Let's enumerate the atomic formulas with parameters and a single free variable $x$. For each, I will indicate whether it is finite or cofinite.

• $x = x$ (cofinite - all of $\mathbb{N}$)
• $x = a$ (finite - a singleton)
• $a = x$ (finite - a singleton)
• $x < x$ (finite - empty)
• $x < a$ (finite)
• $a < x$ (cofinite)
• $P_n(x,x)$ (finite - empty)
• $P_n(x,a)$ (finite - at most one element)
• $P_n(a,x)$ (finite - a singleton)

Now an arbitrary formula with parameters and one free variable $x$ is equivalent to a boolean combination of the atomic formulas above, by quantifier elimination.
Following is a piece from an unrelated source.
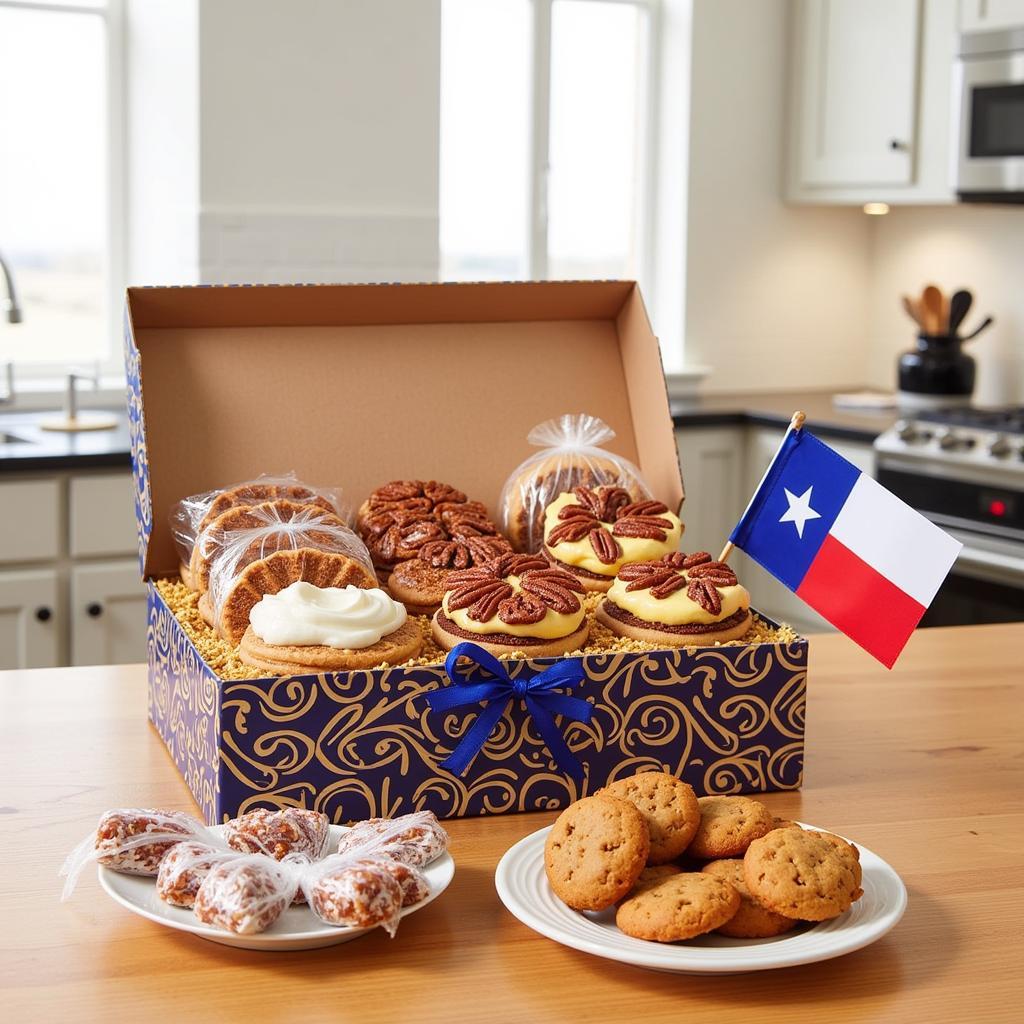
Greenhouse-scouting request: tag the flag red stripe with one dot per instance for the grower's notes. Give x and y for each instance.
(860, 601)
And a boolean combination of finite and cofinite sets is finite or cofinite. So we're done.

Note that the non-trivial part of this answer is proving quantifier elimination in the language with the relation symbols $P_n$. Similarly, the nontrivial part of Primo Petri's answer is proving that $N$ is an elementary extension of $\mathbb{N}$. To answer a question like this, you usually can't avoid doing some nontrivial work to understand the definable sets.

Answer 2

At the moment the answer of @user1047209 is not correct.
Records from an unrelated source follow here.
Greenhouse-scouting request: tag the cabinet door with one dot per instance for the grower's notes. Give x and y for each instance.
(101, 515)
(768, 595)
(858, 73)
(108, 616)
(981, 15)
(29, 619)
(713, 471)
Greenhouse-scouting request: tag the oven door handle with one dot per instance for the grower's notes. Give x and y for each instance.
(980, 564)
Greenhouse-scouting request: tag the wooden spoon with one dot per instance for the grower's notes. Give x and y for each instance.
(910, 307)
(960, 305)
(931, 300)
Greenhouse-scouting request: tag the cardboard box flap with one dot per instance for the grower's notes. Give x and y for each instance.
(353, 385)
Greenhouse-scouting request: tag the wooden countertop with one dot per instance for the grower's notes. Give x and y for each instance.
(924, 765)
My answer uses a less elementary method (therefore it would be great if @user1047209 could correct their proof).

I will prove that the set of even elements is not definable.

Consider the model $N={\mathbb N} \cup \big({\mathbb Q}\times{\mathbb Z}\big)$ with the following order: the elements of ${\mathbb N}$ preceed the elements of ${\mathbb Q}\times{\mathbb Z}$. The set ${\mathbb Q}\times{\mathbb Z}$ is ordered with the lexicographic order.

$N$ is a saturated elementary extension of ${\mathbb N}$. (This is not proved here. BTW saturation is not necessary for the argument).

Suppose for a contradiction that $\varphi(x)$ define the even number. Then ${\mathbb N}\models \forall x\ \ \varphi(x)\not\leftrightarrow\varphi(x+1)$, where $x+1$ denotes the successor of $x$. Thoughnot in the language, this is a definable function.

But $\forall x\ \ \varphi(x)\not\leftrightarrow\varphi(x+1)$ is not true in $N$. In fact, the map that is the identity on ${\mathbb N}$ and maps $\langle q,n\rangle$ to $\langle q,n+1\rangle$ is an automorphism of $N$.